# Linear stability

In mathematics, in the theory of differential equations and dynamical systems, a particular stationary or quasistationary solution to a nonlinear system is called linearly or exponentially unstable if the linearization of the equation at this solution has the form $\frac{dr}{dt}=A r$, where A is a linear operator whose spectrum contains points with positive real part. If there are no such eigenvalues, the solution is called linearly, or spectrally, stable.

## Example 1: ODE

The differential equation

$\frac{dx}{dt}=x-x^2$

has two stationary (time-independent) solutions: x = 0 and x = 1. The linearization at x = 0 has the form $\frac{dx}{dt}=x$. The solutions to this equation grow exponentially; the stationary point x = 0 is linearly unstable.

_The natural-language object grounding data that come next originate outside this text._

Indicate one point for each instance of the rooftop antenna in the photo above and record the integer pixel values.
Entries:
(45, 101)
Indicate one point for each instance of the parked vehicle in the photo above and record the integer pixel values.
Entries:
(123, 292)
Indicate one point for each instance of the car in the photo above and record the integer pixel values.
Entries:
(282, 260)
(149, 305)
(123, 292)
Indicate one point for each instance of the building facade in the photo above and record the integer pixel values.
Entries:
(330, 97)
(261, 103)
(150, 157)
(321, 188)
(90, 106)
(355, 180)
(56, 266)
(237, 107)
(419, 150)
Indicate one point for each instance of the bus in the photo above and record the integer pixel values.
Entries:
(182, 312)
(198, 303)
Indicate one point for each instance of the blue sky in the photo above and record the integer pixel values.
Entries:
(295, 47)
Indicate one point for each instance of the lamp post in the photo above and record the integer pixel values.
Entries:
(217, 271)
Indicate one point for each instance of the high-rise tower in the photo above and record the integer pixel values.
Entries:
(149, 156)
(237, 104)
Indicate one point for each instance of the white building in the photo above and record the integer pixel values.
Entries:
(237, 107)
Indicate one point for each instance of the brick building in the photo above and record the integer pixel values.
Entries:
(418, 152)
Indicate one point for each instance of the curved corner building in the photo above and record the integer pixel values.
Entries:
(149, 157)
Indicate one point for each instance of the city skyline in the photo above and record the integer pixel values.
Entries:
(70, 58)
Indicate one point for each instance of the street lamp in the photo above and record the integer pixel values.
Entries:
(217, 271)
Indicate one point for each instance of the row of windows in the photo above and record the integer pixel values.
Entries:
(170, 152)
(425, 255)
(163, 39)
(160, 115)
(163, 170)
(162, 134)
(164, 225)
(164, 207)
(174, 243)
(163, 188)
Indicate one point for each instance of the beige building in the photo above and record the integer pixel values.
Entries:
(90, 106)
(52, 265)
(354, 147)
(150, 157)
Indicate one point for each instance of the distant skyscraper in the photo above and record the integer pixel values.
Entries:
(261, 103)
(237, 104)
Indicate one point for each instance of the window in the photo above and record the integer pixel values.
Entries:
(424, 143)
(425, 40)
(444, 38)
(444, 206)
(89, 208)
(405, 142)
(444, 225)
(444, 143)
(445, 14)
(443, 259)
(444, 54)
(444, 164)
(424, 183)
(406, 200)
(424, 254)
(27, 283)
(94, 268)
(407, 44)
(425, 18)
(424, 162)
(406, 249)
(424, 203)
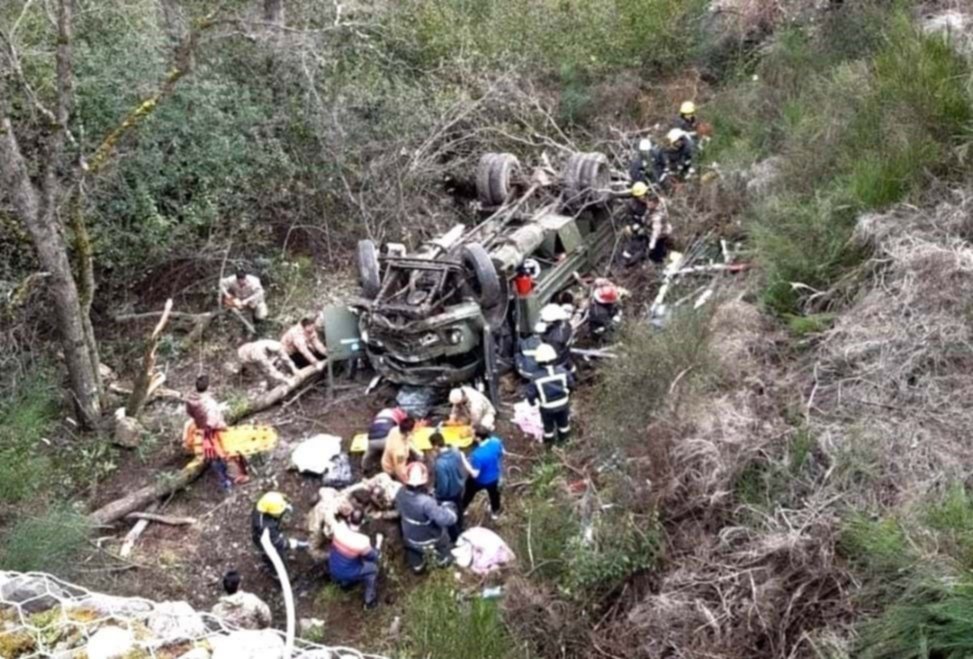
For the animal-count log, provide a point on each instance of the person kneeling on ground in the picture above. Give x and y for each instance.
(353, 559)
(240, 609)
(471, 408)
(243, 291)
(424, 522)
(398, 450)
(382, 425)
(485, 466)
(450, 478)
(302, 344)
(267, 517)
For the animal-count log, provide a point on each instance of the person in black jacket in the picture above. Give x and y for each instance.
(551, 391)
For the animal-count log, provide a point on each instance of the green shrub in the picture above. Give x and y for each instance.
(25, 416)
(49, 542)
(438, 624)
(618, 546)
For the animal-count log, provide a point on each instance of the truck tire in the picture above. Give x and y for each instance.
(368, 272)
(485, 278)
(586, 179)
(496, 176)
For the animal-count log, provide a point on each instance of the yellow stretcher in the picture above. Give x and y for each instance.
(236, 440)
(458, 436)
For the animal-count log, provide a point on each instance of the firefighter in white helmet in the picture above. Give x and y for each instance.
(550, 390)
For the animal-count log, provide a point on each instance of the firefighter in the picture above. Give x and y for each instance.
(649, 164)
(605, 312)
(267, 516)
(425, 522)
(558, 333)
(686, 121)
(679, 154)
(207, 415)
(243, 291)
(551, 390)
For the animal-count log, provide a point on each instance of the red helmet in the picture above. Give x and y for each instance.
(606, 294)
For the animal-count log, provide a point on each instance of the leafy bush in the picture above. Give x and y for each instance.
(619, 546)
(49, 542)
(438, 624)
(25, 416)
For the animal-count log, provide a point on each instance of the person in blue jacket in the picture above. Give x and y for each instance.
(485, 467)
(352, 558)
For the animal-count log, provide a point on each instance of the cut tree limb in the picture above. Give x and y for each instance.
(279, 393)
(165, 484)
(162, 519)
(143, 383)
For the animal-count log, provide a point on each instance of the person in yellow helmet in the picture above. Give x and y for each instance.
(686, 120)
(267, 517)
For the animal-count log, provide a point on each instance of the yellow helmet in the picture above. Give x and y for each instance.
(273, 504)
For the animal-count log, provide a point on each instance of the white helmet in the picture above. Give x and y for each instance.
(552, 313)
(545, 354)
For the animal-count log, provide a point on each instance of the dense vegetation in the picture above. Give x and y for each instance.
(287, 143)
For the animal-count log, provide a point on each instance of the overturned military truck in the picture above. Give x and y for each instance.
(447, 312)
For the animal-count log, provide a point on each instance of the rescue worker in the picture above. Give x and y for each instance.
(243, 291)
(207, 415)
(558, 333)
(551, 391)
(471, 408)
(240, 609)
(605, 312)
(267, 516)
(649, 164)
(352, 558)
(265, 354)
(485, 467)
(399, 450)
(302, 344)
(679, 154)
(686, 121)
(450, 479)
(526, 351)
(383, 423)
(424, 521)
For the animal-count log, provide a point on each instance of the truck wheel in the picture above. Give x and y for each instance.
(368, 273)
(586, 179)
(486, 281)
(496, 176)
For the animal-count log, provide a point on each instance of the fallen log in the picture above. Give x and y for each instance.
(162, 519)
(165, 484)
(143, 386)
(279, 393)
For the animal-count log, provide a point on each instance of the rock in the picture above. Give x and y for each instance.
(176, 620)
(108, 605)
(248, 644)
(308, 626)
(33, 594)
(195, 653)
(128, 432)
(955, 26)
(110, 643)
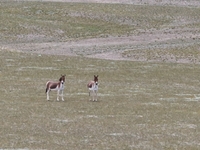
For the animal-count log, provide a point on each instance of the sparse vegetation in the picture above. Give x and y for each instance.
(142, 105)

To derive the linearizaton at x = 1, one writes $\frac{dr}{dt}=(1+r)-(1+r)^2=-r-r^2$, where r = x − 1. The linearized equation is then $\frac{dr}{dt}=-r$; the linearized operator is A = −1, the only eigenvalue is $\lambda=-1$, hence this stationary point is linearly stable.

## Example 2: NLS

$i\frac{\partial u}{\partial t} =-\frac{\partial^2 u}{\partial x^2}-|u|^{2k} u$, where u(x,t) ∈ ℂ and k > 0,

has solitary wave solutions of the form $\phi(x)e^{-i\omega t}$ .[1] To derive the linearization at a solitary wave, one considers the solution in the form $u(x,t)=(\phi(x)+r(x,t))e^{-i\omega t}$. The linearized equation on $r(x,t)$ is given by

$\frac{\partial}{\partial t}\begin{bmatrix}\text{Re}\,u\\ \text{Im} \,u\end{bmatrix}= A \begin{bmatrix}\text{Re}\,u\\ \text{Im} \,u\end{bmatrix},$

where

$A=\begin{bmatrix}0&L_0\\-L_1&0\end{bmatrix},$

with

$L_0=-\frac{\partial}{\partial x^2}-k|u|^2-\omega$

and

$L_1=-\frac{\partial}{\partial x^2}-(2k+1)|u|^2-\omega$

the differential operators. According to Vakhitov–Kolokolov stability criterion ,[2] when k > 2, the spectrum of A has positive point eigenvalues, so that the linearized equation is linearly (exponentially) unstable; for 0 < k ≤ 2, the spectrum of A is purely imaginary, so that the corresponding solitary waves are linearly unstable.

It should be mentioned that linear stability does not automatically imply stability; in particular, when k = 2, the solitary waves are unstable. On the other hand, for 0 < k < 2, the solitary waves are not only linearly stable but also orbitally stable.[3]